De l'oubli


Mardi soir, quand j'ai quitté la maison pour partir à mon atelier d'écriture, le ciel était rempli d'étoiles. C'était magique et ça m'a un peu serré le cœur.
Il faut dire que je venais de chouiner pendant un certain temps, pour ne pas dire un temps certain, en écoutant du Bob Dylan... When the evening shadows and the stars appear...

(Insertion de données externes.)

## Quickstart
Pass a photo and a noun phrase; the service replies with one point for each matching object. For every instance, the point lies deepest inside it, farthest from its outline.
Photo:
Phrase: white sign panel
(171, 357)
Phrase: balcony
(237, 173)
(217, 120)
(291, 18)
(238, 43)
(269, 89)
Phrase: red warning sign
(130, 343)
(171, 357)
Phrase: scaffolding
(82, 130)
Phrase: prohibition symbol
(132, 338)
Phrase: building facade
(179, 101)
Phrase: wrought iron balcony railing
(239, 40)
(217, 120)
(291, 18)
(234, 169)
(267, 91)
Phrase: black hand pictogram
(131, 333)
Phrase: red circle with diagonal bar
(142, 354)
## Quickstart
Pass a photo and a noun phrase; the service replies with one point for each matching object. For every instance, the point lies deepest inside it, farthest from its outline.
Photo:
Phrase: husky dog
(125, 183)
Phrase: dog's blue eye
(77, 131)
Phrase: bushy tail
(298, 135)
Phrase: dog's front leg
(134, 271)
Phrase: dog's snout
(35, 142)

Depuis plusieurs semaines, ma vie est remplie de larmes et de tristesse.
Depuis plusieurs semaines, je lutte pour ne pas perdre tout à fait ce sourire dont tout le monde dit qu'il est tout moi.
Je ne m'affole pas, je sais que tout ça finira par rentrer dans l'ordre. Je fais tout pour en tout cas.

Bref.

Hier, il y avait atelier d'écriture. Et Marie qui l'anime nous a proposé un exercice qui s'est avéré pour moi bien compliqué : il s'agissait de créer un personnage.

Toutes les personnes qui me connaissent bien savent combien mes écrits sont remplis de moi, combien j'ai du mal à me détacher de tout ce qui fait ma vie quand je prends la plume. Alors tu penses bien que l'histoire du personnage, elle m'a bloquée.
Heureusement, nous avions pour nous guider un questionnaire à la façon de celui de Proust. Que, contre toute attente, j'ai réussi à suivre tout en conservant un minimum de distance. Enfin... ça, c'était avant que je n'atteigne la 23ème question...

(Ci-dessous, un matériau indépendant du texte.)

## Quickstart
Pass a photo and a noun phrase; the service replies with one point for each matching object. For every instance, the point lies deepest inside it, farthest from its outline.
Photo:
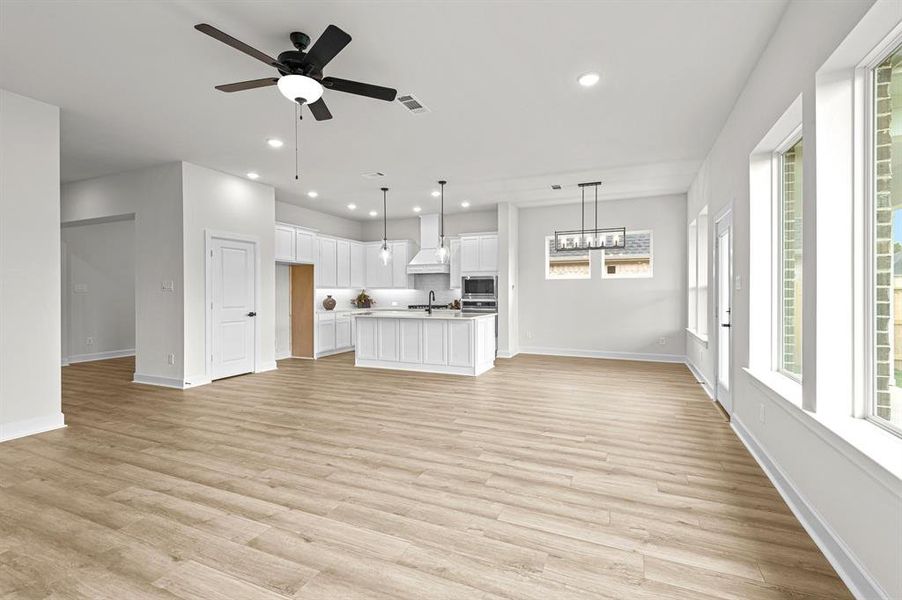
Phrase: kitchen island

Quel serait votre plus grand malheur ?

Autant te dire que j'étais à des lieues du moindre semblant de recul quand la réponse m'est venue en tête. Dans la peau d'un personnage, mon c*l, pour parler trivialement.
Qu'à cela ne tienne, je vais passer à la question suivante et y reviendrai plus tard.

Et votre plus grande peur ?

Je ne te fais aucun dessin, je pense que tu as compris... Zou... Question 25...

Votre plus grand regret ?

Là, tu vois, le personnage, d'un coup, il s'est retrouvé loin, très loin. Totalement hors de ma portée.
Et je me suis vue inscrire sur ma feuille que malheur, peur et regret fusionnaient en une seule notion : l'oubli.

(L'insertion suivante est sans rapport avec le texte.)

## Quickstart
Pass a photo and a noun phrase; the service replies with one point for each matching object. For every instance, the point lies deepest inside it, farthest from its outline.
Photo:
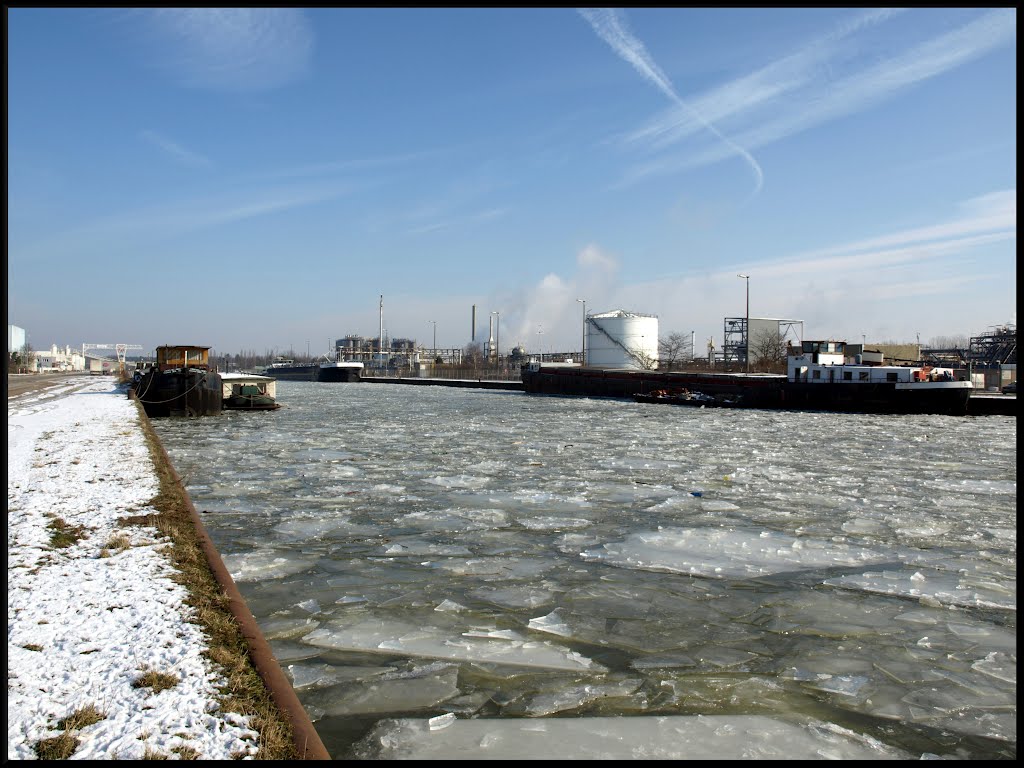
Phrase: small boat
(249, 392)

Parce que c'est un fait, plus qu'un fait même, une douloureuse évidence, je suis terrifiée à l'idée que l'on m'oublie. Que les gens qui comptent pour moi m'oublient. D'avoir été incapable de me rendre inoubliable. C'est peut-être très con, mais c'est comme ça. Cette idée fait plus que me blesser ou tout simplement me rendre triste, oui, elle me terrifie. Ce fichu besoin que j'ai d'être constamment rassurée, de savoir que je ne suis pas rien, qu'on me parle, même si c'est pour ne pas dire grand chose, qu'on me montre qu'on est là, même si c'est en silence.

Dans une autre vie, j'aurais aimé être capable de vivre détachée de tout cela. Dans une vie où je me serais construite différemment, une vie où je n'aurais pas traversé les mêmes épreuves.
En l'occurrence, aujourd'hui, il faut juste que je fasse avec. Alors depuis mardi soir et ce moment où cela s'est si violemment rappelé à moi, je pleure...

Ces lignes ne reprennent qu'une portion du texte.